However, for some inexplicable reason, this prevalence reversed itself on June 5, in the Republican primary. In the much-anticipated race for the extremely important Chief Justice of the Supreme Court, position two of the sitting members of the Supreme Court were pitted against each other. 

Justice Lyn Stuart, who is the longest serving member on the State Supreme Court, had moved into the Chief Justice role after the departure of Judge Roy Moore. She was running for Chief Justice for the full six-year term. Justice Tom Parker was Roy Moore’s closest ally and is now the most socially conservative activist on the court. Parker and Moore dip from the same well.

Parker chose to challenge Stuart for Chief Justice. The Lyn Stuart vs Tom Parker contest was billed as one of the Titanic battles of the Primary season. Stuart was the darling of the business community. Parker openly was carrying the banner of the social conservatives. Parker bested Stuart 52 percent to 48 percent. Most of Parker’s financial backing came from plaintiff trial lawyers. Parker does have Democratic opposition from Birmingham attorney, Robert Vance, Jr. However, he should win election in November.

Judge Brad Mendheim was facing two prominent female Circuit judges, Debra Jones of Anniston and Sarah Hicks Stewart of Mobile, for Place 1 on the State Supreme Court. Mendheim has been a longtime popular Circuit Judge in Dothan. He was appointed to this Supreme Court seat by Governor Kay Ivey earlier this year.  Mendheim decisively outdistanced his female opponents by garnering 43 percent of the vote. He is expected to win election to a full six-year term on the high tribunal on July 17.

Another example of the male uprising in the court contests occurred in the race for a seat on the Court of Civil Appeals. Judge Terri Willingham Thomas, who has been on this court since 2006 and has served with distinction, was shockingly defeated by her unknown male opponent, Chad Hanson.

Pickens County Prosecutor Chris McCool forged to the front in the race for a seat on the Court of Criminal Appeals. He led 43 to 35 over Rich Anderson from the Montgomery/River Region.
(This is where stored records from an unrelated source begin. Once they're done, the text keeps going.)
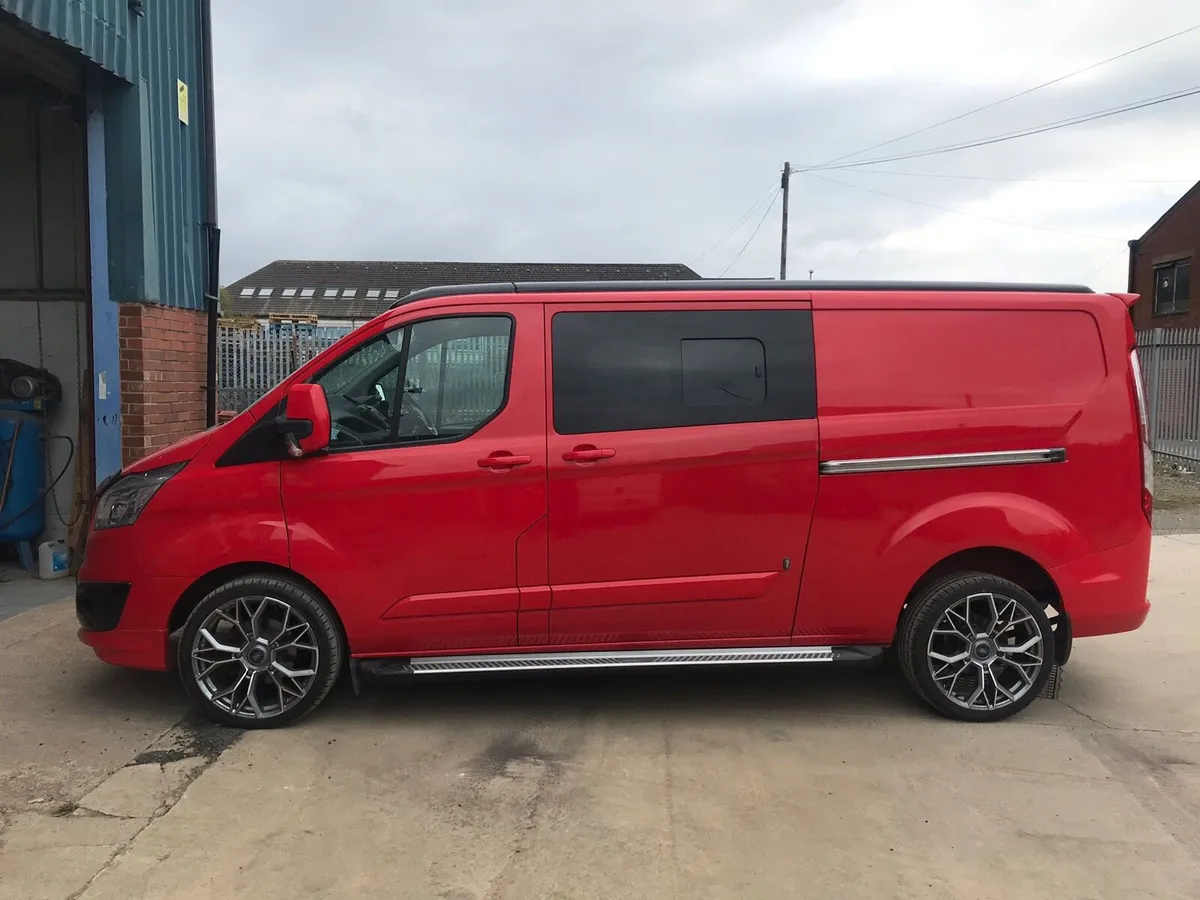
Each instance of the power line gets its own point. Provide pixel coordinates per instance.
(753, 234)
(1037, 180)
(754, 207)
(1015, 96)
(1013, 136)
(1114, 258)
(961, 213)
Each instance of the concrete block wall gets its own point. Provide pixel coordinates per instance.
(162, 377)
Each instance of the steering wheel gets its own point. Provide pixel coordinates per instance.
(414, 421)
In the other court races, the candidate who raised the most money and was able to buy some TV time prevailed.

In the State Supreme Court race in Place 4, two Birmingham attorneys, John Bahakel and Jay Mitchell, were pitted against each other. Mitchell significantly outspent Bahaked and won 73 to 27.
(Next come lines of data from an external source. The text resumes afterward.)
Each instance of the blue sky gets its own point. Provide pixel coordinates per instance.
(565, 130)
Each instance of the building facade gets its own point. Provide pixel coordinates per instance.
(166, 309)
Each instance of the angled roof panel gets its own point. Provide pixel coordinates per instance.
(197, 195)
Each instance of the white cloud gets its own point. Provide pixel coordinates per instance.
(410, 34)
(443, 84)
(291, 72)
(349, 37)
Christy Edwards of Montgomery and Michelle Thomason of Baldwin County are headed for a runoff for a seat on the Court of Civil Appeals.

Richard Minor defeated Riggs Walker overwhelmingly 66 to 34 for a seat on the Court of Criminal Appeals. In the seat for Place 3 on the Court of Criminal Appeals there was yet another display of male dominance in the court races. Bill Cole bested Donna Beaulieu 60 to 40. 
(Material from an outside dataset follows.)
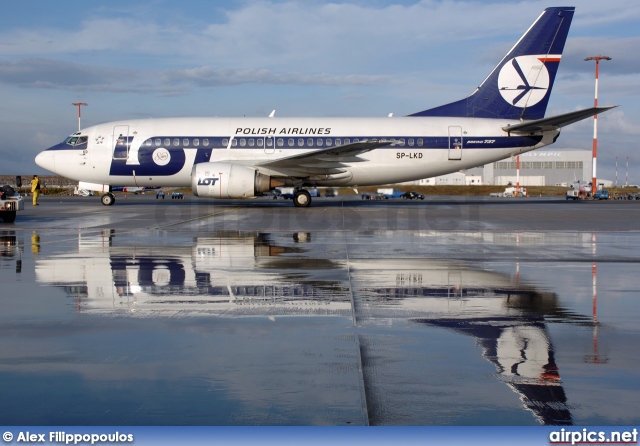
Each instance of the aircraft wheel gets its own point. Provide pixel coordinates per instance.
(108, 199)
(302, 199)
(8, 216)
On Saturday before the Primary, legendary Chief Justice of the Alabama Supreme Court, Clement Clay “Bo” Torbert, passed away at 88 in his beloved City of Opelika. His funeral was on Election Day. Judge Torbert served as Chief Justice of the Alabama Supreme Court for 12 years, 1976 to 1988. He had previously served two terms in the State Senate prior to his election as Chief Justice.

See you next week.

Steve Flowers is Alabama’s leading political columnist. His weekly column appears in over 60 Alabama newspapers. He served 16 years in the state legislature. Steve may be reached at www.steveflowers.us.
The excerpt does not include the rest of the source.